3 known scenarios that produce ghost ICs

  1. Applying average referencing: the current process either reduces the rank by 1 when the initial reference is not included, or does not cause rank reduction but makes the smallest eigenvalue moderately small (about 1/100 compared with the original data in one case) when the original reference is included.
  2. Interpolation of the bad EEG channels that were removed: because the spline interpolation is a non-linear process, rank reduction does not happen but makes the smallest eigenvalue dangerously small (about 10^-9 or 1/1000000000 compared with the original data in one case)
  3. 'Bridged' electrodes (i.e. shorted by conductive gel): this is the case that the recorded data is originally rank deficient.
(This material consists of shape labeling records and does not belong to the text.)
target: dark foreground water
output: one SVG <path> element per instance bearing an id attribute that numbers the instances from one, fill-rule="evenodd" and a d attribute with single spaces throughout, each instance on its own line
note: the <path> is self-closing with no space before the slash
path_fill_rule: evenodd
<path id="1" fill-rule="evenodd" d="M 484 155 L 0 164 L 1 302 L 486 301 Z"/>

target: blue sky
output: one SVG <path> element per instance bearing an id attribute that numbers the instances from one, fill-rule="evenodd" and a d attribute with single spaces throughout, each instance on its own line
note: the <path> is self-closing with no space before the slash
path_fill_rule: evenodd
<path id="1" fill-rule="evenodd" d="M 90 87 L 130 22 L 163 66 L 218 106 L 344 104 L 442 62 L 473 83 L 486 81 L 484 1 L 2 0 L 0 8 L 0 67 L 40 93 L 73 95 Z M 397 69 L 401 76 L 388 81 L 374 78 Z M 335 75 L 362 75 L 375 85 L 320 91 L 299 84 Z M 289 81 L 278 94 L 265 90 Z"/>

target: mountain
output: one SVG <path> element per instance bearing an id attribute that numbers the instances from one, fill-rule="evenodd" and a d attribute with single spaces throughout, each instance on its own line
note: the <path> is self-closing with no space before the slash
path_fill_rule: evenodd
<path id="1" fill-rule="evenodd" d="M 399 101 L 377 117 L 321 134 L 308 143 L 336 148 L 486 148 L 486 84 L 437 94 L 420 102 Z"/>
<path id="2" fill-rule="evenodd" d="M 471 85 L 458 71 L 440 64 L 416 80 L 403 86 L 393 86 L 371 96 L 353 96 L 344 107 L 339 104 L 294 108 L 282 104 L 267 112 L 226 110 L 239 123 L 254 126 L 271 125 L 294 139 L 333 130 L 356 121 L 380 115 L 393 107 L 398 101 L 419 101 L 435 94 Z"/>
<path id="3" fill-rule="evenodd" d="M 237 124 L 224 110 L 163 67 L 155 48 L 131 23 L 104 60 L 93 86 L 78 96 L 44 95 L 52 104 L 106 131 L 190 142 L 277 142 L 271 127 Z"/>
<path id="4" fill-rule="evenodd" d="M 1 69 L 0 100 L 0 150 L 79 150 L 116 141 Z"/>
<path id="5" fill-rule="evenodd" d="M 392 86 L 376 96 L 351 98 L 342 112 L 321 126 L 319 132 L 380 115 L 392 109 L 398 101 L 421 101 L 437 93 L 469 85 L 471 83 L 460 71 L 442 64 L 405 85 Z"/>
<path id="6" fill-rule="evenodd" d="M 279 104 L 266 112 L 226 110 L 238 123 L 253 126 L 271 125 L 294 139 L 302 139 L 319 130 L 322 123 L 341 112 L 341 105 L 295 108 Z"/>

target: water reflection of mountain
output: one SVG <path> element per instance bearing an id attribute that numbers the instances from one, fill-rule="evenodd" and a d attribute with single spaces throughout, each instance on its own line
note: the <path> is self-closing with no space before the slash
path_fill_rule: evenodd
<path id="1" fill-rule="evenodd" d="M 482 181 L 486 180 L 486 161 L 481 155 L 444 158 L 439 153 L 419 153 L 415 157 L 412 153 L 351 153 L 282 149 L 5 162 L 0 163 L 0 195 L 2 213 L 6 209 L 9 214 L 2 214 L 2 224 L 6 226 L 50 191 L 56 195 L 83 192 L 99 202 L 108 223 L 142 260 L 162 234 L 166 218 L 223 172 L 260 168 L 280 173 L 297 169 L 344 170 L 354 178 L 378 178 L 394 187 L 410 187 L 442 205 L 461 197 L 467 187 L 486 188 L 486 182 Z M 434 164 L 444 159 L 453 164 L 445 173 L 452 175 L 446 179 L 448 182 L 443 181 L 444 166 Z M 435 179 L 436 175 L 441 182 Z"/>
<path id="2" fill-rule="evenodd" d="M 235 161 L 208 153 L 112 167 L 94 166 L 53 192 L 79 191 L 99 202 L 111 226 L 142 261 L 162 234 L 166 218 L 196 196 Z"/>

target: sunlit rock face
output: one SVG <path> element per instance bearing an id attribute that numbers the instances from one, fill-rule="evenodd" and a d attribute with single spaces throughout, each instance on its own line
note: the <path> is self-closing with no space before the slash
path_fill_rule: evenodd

The 'bridged' electrodes should show an identical signal in the two (or more) channels.

The current solution in EEGALB

To avoid instability, the variable “rankTolerance = 1e-7” is set in pop_runica() to hard-code the smallest acceptable value of X. However, this solution remains unvalidated for a long time, and apparently fails from time to time!

The goal of the project

  1. To determine the lower bound of the ICA’s tolerance to the small eigenvalue before it begins to fail. Also, we are interested in confirming signatures when ICA fails.
  2. To propose a parameter based on our investigation using simulation and empirical data.